En 2006, me “casé” en Milwaukee, donde vivía y se crió mi esposo. Aquí en Milwaukee durante los últimos 15 años, ahora tengo mi propia familia y una comunidad que amo. Una comunidad que es rica en diversidad y valor increíble. Mi amor por Milwaukee me impulsa a actuar de maneras pequeñas y grandes, ya sea a través de la participación de la ciudad/comunidad/junta o leyendo libros a niños pequeños de Milwaukee a través de grabaciones de video, o apoyando a nuestras pequeñas empresas locales: estas son las formas en que invierto en mi comunidad aquí.

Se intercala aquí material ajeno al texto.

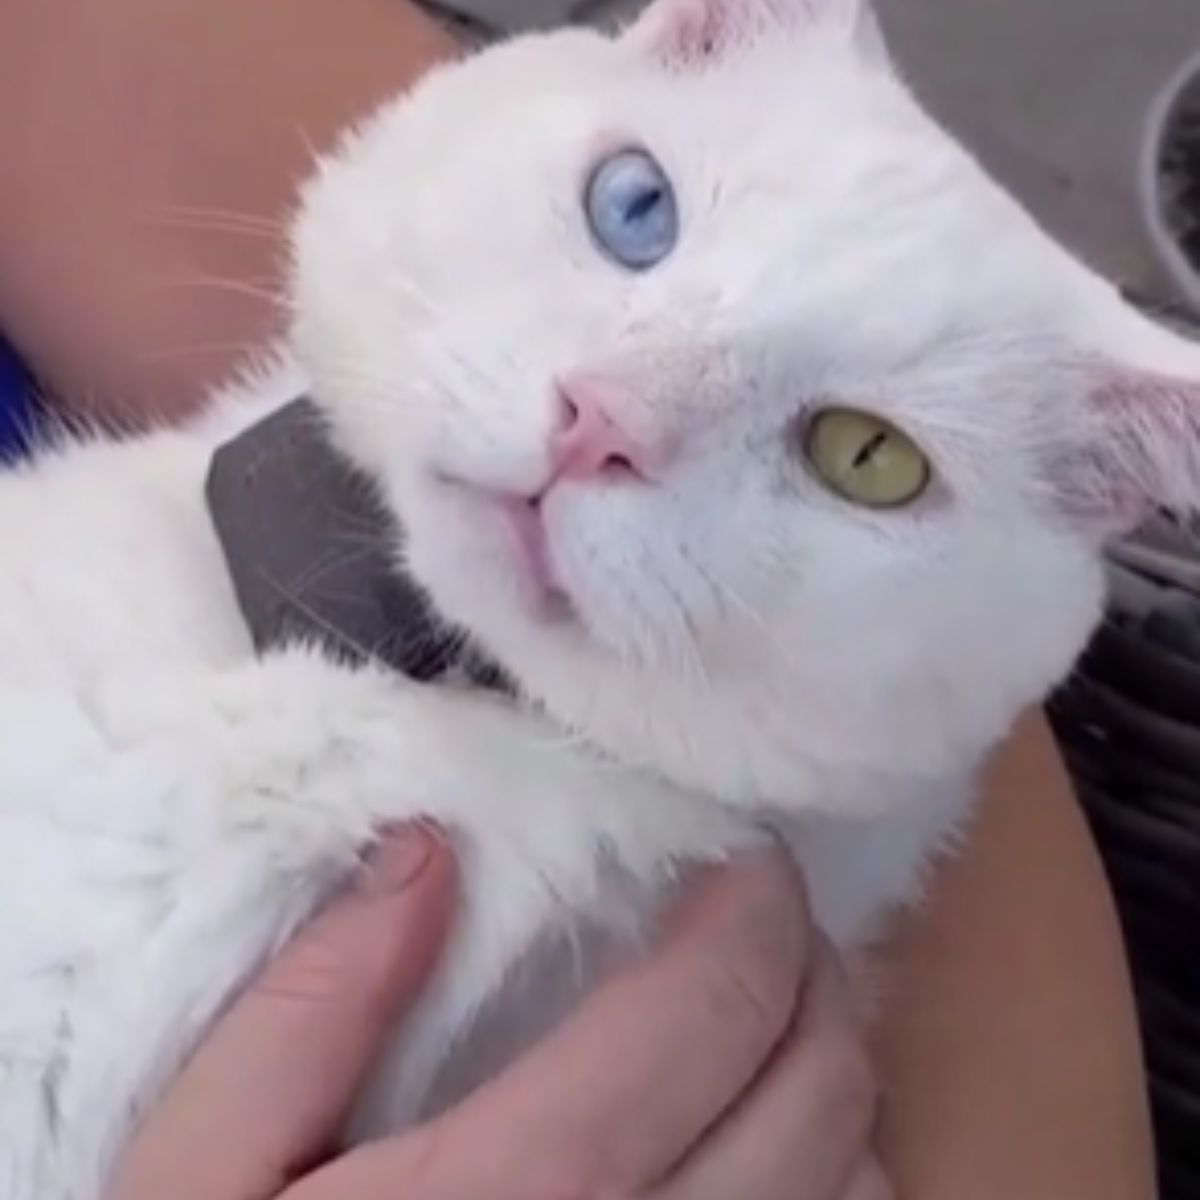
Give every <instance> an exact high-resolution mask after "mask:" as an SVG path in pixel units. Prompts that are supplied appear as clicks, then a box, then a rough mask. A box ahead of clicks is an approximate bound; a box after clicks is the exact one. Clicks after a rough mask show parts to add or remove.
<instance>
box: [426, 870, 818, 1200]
mask: <svg viewBox="0 0 1200 1200" xmlns="http://www.w3.org/2000/svg"><path fill="white" fill-rule="evenodd" d="M806 934H808V913H806V908H805V905H804V899H803V889H802V887H800V886H799V881H798V880H797V877H796V875H794V870H793V869H792V866H791V864H790V863H788V862H787V860H785V858H784V856H781V854H775V853H772V854H766V856H763V857H762V858H758V859H755V860H748V862H743V863H739V864H737V865H732V866H730V868H727V869H722V870H720V871H714V872H713V874H712V876H710V877H709V878H707V880H706V882H704V883H703V886H702V887H701V888H700V889H698V892H697V893H696V894H695V895H694V896H692V898H691V900H690V901H689V902H688V904H686V905H685V906H684V908H683V910H682V911H680V913H679V917H678V922H677V924H676V926H674V928H673V930H672V932H671V935H670V936H668V937H667V940H666V943H665V946H664V947H662V948H661V949H660V952H659V953H658V954H655V955H654V956H652V958H650V959H649V960H648V961H647V962H646V964H643V965H641V966H638V967H636V968H634V970H631V971H629V972H626V973H625V974H623V976H619V977H618V978H616V979H613V980H612V982H610V983H608V984H606V985H605V986H602V988H601V989H600V990H599V991H598V992H596V994H595V995H594V996H593V997H592V998H590V1000H589V1001H588V1002H587V1003H586V1004H584V1006H583V1007H582V1008H581V1009H580V1010H578V1012H577V1013H576V1014H575V1015H574V1016H572V1018H571V1019H569V1020H568V1021H566V1022H565V1025H564V1026H563V1027H562V1028H560V1030H559V1031H558V1032H557V1033H556V1034H553V1036H552V1037H550V1038H548V1039H547V1040H546V1042H544V1043H542V1044H541V1045H539V1046H538V1048H535V1049H534V1050H533V1051H530V1052H529V1054H528V1055H527V1056H526V1057H524V1058H522V1060H521V1061H520V1062H518V1063H517V1064H516V1066H515V1067H512V1068H510V1069H509V1070H508V1072H506V1073H505V1074H504V1075H502V1076H500V1078H499V1079H498V1080H496V1081H494V1082H492V1084H491V1085H490V1086H487V1087H486V1088H484V1090H482V1091H481V1092H479V1093H476V1094H475V1097H473V1098H472V1099H469V1100H468V1102H466V1103H464V1104H463V1105H461V1106H460V1108H458V1109H457V1110H456V1111H455V1112H452V1114H450V1115H449V1116H448V1117H445V1118H443V1120H442V1121H439V1122H437V1123H436V1124H434V1126H432V1127H427V1129H426V1138H427V1145H430V1146H432V1147H433V1150H432V1151H431V1158H432V1175H433V1176H434V1177H440V1176H439V1174H438V1169H439V1168H443V1166H444V1168H445V1170H446V1171H448V1172H449V1176H452V1178H454V1181H455V1187H451V1188H449V1190H444V1193H443V1192H437V1194H438V1195H442V1194H445V1195H454V1196H458V1195H464V1196H467V1195H472V1196H478V1195H485V1194H486V1195H488V1196H491V1198H493V1200H503V1198H506V1196H510V1195H514V1196H515V1195H521V1196H527V1195H529V1194H539V1195H541V1194H547V1195H550V1194H553V1195H558V1194H563V1195H575V1194H580V1195H592V1194H606V1195H607V1194H610V1192H611V1193H612V1194H623V1192H624V1190H632V1189H635V1188H640V1187H642V1186H644V1184H647V1183H649V1182H653V1181H654V1180H656V1178H659V1177H660V1176H661V1175H662V1174H664V1172H665V1171H666V1170H667V1169H668V1168H670V1166H671V1165H672V1164H674V1163H676V1162H677V1160H678V1159H679V1158H680V1157H682V1156H683V1154H684V1153H685V1152H686V1151H688V1148H689V1147H690V1146H691V1145H692V1142H695V1141H696V1139H697V1138H698V1136H700V1135H701V1133H702V1132H703V1130H704V1129H706V1128H707V1127H708V1126H709V1124H712V1122H713V1121H714V1120H715V1118H716V1117H719V1116H720V1114H721V1112H722V1111H724V1110H725V1109H726V1106H727V1105H730V1104H731V1103H732V1102H733V1100H734V1098H736V1097H737V1096H738V1093H739V1092H740V1091H742V1090H743V1088H744V1087H745V1086H746V1084H748V1082H749V1081H750V1080H751V1079H752V1078H754V1075H755V1074H756V1072H758V1070H760V1068H761V1066H762V1063H763V1061H764V1060H766V1058H767V1057H768V1056H769V1055H770V1051H772V1049H773V1048H774V1046H775V1045H776V1044H778V1042H779V1039H780V1038H781V1037H782V1034H784V1033H785V1032H786V1030H787V1027H788V1024H790V1021H791V1018H792V1010H793V1004H794V998H796V995H797V990H798V988H799V983H800V979H802V977H803V973H804V967H805V946H806ZM439 1146H443V1147H454V1146H458V1147H461V1146H470V1147H472V1154H470V1156H469V1162H466V1163H464V1162H463V1160H462V1159H461V1157H458V1158H452V1156H450V1154H449V1153H448V1154H445V1156H444V1158H445V1159H446V1160H445V1162H439V1159H438V1154H437V1147H439ZM451 1159H452V1160H451ZM534 1172H536V1177H532V1175H533V1174H534ZM572 1188H574V1189H575V1190H572ZM434 1190H436V1189H434ZM730 1194H738V1189H734V1192H733V1193H730Z"/></svg>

Es mi esperanza que demos la bienvenida a nuestros hermanos y hermanas afganos con los brazos abiertos, en el espíritu sencillo de la humanidad. Y en la creencia de que, al igual que todas las comunidades de refugiados e inmigrantes que llaman “hogar” a Milwaukee, Wisconsin y Estados Unidos, nuestros hermanos y hermanas afganos también contribuirán con mucho valor a nuestras comunidades más grandes.
Mi última esperanza es que muchos de nosotros, especialmente aquellos de nosotros que venimos de experiencias de refugiados, extendamos una mano para levantar a esta comunidad tal como tuvimos aquellos que extendieron sus manos para levantarnos.
May yer Thao es un residente desde hace mucho tiempo, apasionado por todo lo relacionado con Milwaukee. Es subdirectora adjunta de la Autoridad de Vivienda y Desarrollo Económico de Wisconsin.
Donna Green dice
Gracias por compartir esta historia de coraje y esperanza. Gracias también por su servicio a Milwaukee ya todos los que encuentran aquí su hogar.
marta haile dice
Gracias por compartir tu historia. Enriquece a nuestra comunidad y nos ayuda a ver y apreciar el hecho de que todos estamos unidos por una humanidad común. Nos ayuda a comprender mejor a nuestra comunidad y reconocer las alegrías y las luchas de nuestras experiencias de vida que nos unen como humanos.